Als "sehr interessante Studie" wertet SPD-Fraktionschef Roland Richter das Zahlenwerk der Schweizer Firma Prognos, das Weiden insgesamt einen ausgeglichenen Chancen- und Risikenmix für die Zukunft verheißt und bei der die Stadt "ein bisschen besser liegt als der umliegende Landkreis Neustadt". Interessant sei die Studie gerade auch wegen der Defizite, die offenbar werden, aber kaum überraschen können.

"Unser Problem ist die niedrige Geburtenziffer", erklärt Rechtsdezernent Hermann Hubmann. Sie liegt in Weiden bei 1,287 pro gebährfähiger Frau in. Der deutsche Durchschnitt rangiere bei 1,47. "Vielleicht sollten wir uns deshalb Gedanken darüber machen, wie wir das Umfeld in unserer Stadt für Familien und Kinder freundlicher gestalten können", meint Bärnklau und schlägt als "ganz kleinen Ansatz" Tempo 30 in Wohngebieten und als größere Maßnahme einen "Aktionsplan familienfreundliche Innenstadt vor". CSU-Fraktionschef Wolfgang Pausch wirft hier die Frage auf: "Warum können es sich viele Familien nicht leisten, sich Wohnraum in Weiden zu schaffen?"

Keine Hightech-Industrie


Richter schlägt in eine andere Kerbe: In der Studie liege Weiden im Vergleich zu allen 402 Kreisen und kreisfreien Städten Deutschlands in Sachen Wohlstand (Rang 297) und Innovation (Rang 271) "ziemlich weit hinten". Ehemalige Porzelliner und Eisenbahner drückten eben das Bruttoinlandsprodukt: "Sie bekamen schlechte Löhne und nun miese Renten." Die Folge: "Wir verfügen über relativ wenig Hightech-Industrie." Wenn nun die Stadt aber darauf abzielen würde, Weiden zum Highlight im Naabtal-Valley zu machen, sei die Studie für etwas gut gewesen.

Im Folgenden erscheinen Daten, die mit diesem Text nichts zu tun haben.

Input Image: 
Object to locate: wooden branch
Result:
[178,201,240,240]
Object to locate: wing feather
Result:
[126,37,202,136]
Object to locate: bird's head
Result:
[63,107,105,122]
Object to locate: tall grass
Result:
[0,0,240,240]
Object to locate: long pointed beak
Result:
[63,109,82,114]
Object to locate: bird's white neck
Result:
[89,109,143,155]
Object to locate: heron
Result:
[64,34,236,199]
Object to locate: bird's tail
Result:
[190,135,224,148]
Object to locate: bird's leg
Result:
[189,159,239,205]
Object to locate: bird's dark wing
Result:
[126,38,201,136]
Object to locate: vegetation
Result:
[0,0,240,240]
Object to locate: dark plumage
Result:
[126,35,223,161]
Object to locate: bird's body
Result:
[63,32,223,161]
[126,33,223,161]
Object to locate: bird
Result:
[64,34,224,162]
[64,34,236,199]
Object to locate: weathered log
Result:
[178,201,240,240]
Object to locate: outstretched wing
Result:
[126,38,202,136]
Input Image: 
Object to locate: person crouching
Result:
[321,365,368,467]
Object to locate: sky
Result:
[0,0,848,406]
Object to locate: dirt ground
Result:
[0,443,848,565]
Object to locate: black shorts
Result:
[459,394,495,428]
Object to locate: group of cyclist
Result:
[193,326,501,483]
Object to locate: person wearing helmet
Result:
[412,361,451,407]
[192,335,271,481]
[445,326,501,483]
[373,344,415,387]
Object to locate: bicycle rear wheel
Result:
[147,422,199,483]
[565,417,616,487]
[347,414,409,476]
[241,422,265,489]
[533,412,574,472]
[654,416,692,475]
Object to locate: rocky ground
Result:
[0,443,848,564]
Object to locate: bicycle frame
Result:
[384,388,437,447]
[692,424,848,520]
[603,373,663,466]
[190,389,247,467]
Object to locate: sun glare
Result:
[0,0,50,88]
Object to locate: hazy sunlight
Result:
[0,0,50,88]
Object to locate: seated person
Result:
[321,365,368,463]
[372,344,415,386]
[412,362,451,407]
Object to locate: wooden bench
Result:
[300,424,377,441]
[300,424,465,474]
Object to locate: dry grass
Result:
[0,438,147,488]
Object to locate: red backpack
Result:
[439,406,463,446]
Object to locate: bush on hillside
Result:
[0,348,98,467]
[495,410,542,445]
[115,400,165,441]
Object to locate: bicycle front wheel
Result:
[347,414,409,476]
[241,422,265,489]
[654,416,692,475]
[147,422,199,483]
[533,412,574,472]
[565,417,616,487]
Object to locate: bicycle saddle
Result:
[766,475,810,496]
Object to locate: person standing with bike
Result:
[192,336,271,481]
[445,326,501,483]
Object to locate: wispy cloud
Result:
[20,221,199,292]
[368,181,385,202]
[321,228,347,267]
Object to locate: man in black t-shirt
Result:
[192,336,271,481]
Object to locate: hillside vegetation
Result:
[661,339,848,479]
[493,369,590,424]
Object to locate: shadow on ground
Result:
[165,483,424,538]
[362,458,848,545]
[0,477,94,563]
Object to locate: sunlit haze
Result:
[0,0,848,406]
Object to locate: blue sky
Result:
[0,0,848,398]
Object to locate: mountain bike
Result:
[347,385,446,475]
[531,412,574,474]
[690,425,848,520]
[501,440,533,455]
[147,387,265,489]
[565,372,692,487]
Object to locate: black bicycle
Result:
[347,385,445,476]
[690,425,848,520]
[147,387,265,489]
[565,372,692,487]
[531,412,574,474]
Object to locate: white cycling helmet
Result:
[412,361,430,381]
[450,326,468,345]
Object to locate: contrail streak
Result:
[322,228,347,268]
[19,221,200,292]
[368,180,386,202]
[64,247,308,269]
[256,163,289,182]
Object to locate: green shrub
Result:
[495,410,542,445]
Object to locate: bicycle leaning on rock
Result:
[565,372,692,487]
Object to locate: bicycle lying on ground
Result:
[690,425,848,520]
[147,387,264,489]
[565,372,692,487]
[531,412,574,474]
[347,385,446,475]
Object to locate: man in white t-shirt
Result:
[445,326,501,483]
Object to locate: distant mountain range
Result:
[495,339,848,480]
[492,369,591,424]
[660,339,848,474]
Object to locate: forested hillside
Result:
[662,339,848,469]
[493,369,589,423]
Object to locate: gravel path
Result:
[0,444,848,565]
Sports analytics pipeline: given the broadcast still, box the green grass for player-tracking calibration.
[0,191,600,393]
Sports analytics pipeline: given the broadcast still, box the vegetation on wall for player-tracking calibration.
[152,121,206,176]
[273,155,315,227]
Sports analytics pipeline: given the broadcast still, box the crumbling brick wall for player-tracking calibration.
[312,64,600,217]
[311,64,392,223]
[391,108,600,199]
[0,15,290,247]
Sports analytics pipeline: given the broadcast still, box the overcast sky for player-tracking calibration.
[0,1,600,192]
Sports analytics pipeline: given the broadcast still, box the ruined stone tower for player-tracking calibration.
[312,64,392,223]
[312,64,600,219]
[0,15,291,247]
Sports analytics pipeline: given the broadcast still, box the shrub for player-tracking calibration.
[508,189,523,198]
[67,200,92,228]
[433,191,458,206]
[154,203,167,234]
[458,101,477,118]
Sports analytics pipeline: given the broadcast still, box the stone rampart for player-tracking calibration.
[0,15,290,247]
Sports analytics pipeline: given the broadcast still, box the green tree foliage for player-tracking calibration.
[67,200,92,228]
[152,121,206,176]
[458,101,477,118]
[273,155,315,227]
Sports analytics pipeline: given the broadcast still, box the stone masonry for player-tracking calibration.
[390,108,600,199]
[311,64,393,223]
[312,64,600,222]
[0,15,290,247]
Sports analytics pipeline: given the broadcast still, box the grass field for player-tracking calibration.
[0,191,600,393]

Dr. Christian Deglmann sieht das ganz anders: "Ich wünsche mir etwas mehr Gelassenheit angesichts dieser Fürze, die ein Nachbarland da lässt. Wir wissen doch selbst, wo's in unserer Stadt hakt. Dazu brauchen wir keine Firma aus der Schweiz." Die Detailanalyse der Daten will sie übrigens gemäß ihres Geschäftsmodells für 4750 Euro plus Mehrwertsteuer verkaufen, sagt Hubmann.

OB Kurt Seggewiß gibt gratis eine Kurzanalyse über die Situation der Stadt: So habe die Einwohnerzahl leicht auf über 43 000 zugenommen. Die Bildungseinrichtungen würden stetig verbessert, das Frauenhofer-Institut werde sich in Weiden ansiedeln, und bis vor zwei Jahren habe jeder hier einen Krippenplatz bekommen. Wenn die rechtlichen Grundlagen es zulassen, baue die Stadt zudem die Tempo-30-Zonen aus. "Bei der Digitalisierung 4.0 sind wir als Erste in der Region dabei." Und trotz der höchsten Arbeitslosenquote in der Oberpfalz gelte: "Wir halten für 40 000 Menschen in unserer Stadt Arbeit vor. Das ist doch Wahnsinn. Wir sollten endlich mal mit stolzer Brust durch diese Stadt gehen."

Warten auf "tollen Investor"


"Und vielleicht kommt dann noch irgendein toller Investor nach Weiden-West IV", ergänzt Deglmann, "und dann haben wir auch die Hightech-Industrie im Naabtal-Valley."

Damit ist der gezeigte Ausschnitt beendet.